Deutsches Geld für Streubomben-Hersteller Anrüchige Geschäfte

Alles wegen der Rendite? Deutsche Banken haben viel Geld in Unternehmen gepumpt, die Streumunition herstellen - dabei ist diese per UN-Konvention verboten.

Von Susanne Klaiber, Berlin

Deutsche Banken haben nach Angaben von "Facing Finance", einem Bündnis von Nichtregierungsorganisationen, massiv in Hersteller von Streumunition investiert. Auch über staatlich geförderte Riester-Fonds soll Geld an diese Firmen geflossen sein. Streumunition ist durch eine UN-Konvention verboten, die im Mai 2008 dieses Jahres angenommen wurde und seit August in Kraft ist. Anders als Großmächte wie die USA ist Deutschland der Konvention beigetreten.
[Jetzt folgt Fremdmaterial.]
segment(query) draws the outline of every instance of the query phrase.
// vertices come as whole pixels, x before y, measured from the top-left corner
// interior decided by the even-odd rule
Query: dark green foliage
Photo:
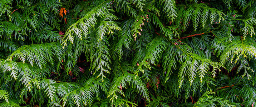
[[[256,107],[256,1],[0,0],[0,107]]]

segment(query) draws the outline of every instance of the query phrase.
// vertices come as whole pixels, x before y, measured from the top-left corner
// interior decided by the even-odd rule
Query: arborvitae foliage
[[[256,107],[254,0],[0,0],[0,107]]]

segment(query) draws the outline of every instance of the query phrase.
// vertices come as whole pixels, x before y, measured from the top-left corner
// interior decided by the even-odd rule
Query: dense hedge
[[[256,106],[253,0],[0,0],[0,107]]]

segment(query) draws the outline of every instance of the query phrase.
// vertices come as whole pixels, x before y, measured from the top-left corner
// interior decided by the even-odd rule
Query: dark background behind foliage
[[[256,1],[0,0],[0,107],[255,107]]]

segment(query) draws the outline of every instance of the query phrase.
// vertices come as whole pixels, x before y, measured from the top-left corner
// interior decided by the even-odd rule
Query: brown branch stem
[[[197,36],[197,35],[203,35],[203,34],[205,34],[205,33],[202,33],[202,34],[194,34],[194,35],[189,35],[189,36],[186,36],[186,37],[180,37],[179,38],[180,38],[180,39],[183,39],[186,38],[188,37],[192,37],[192,36]]]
"Facing Finance" legte am Freitag in Berlin die Auswertung einer Stichprobe vor, bei der die Aktivitäten von 14 deutschen Banken seit Januar 2008 analysiert worden waren. "Die Ergebnisse waren erschreckend", sagte Barbara Happe von Urgewald, einer der Organisationen im Bündnis. Die Banken hätten sich in den zwei Jahren mit mindestens 1,3 Milliarden Euro an Firmen beteiligt, die angeblich Streumunition herstellen.

Die Organisationen gründen ihren Verdacht auf eigene Recherchen und auf eine Firmenliste des norwegischen Finanzministeriums. Die Daten über die finanziellen Verbindungen zwischen Unternehmen und Banken stammen von einer niederländischen Firma, die als Quelle vor allem eine kostenpflichtige Datenbank angibt.

Am meisten soll die Deutsche Bank Group in diese Firmen investiert haben: 975 Millionen Euro in Form von Anleihen, Krediten und anderen Finanzdienstleistungen. "Die Deutsche Bank tätigt keine Geschäfte in direktem Zusammenhang mit Waffenarten wie Personen- oder Landminen, Streubomben oder ABC-Waffen", sagte dazu ein Sprecher auf Anfrage der Süddeutschen Zeitung. Auf Details der Vorwürfe wollte er nicht eingehen. Die Finanzexpertin Happe hingegen kritisierte die Deutsche Bank scharf: "Was auffällt, ist die krasse Diskrepanz zwischen Worten und Werken", sagte sie.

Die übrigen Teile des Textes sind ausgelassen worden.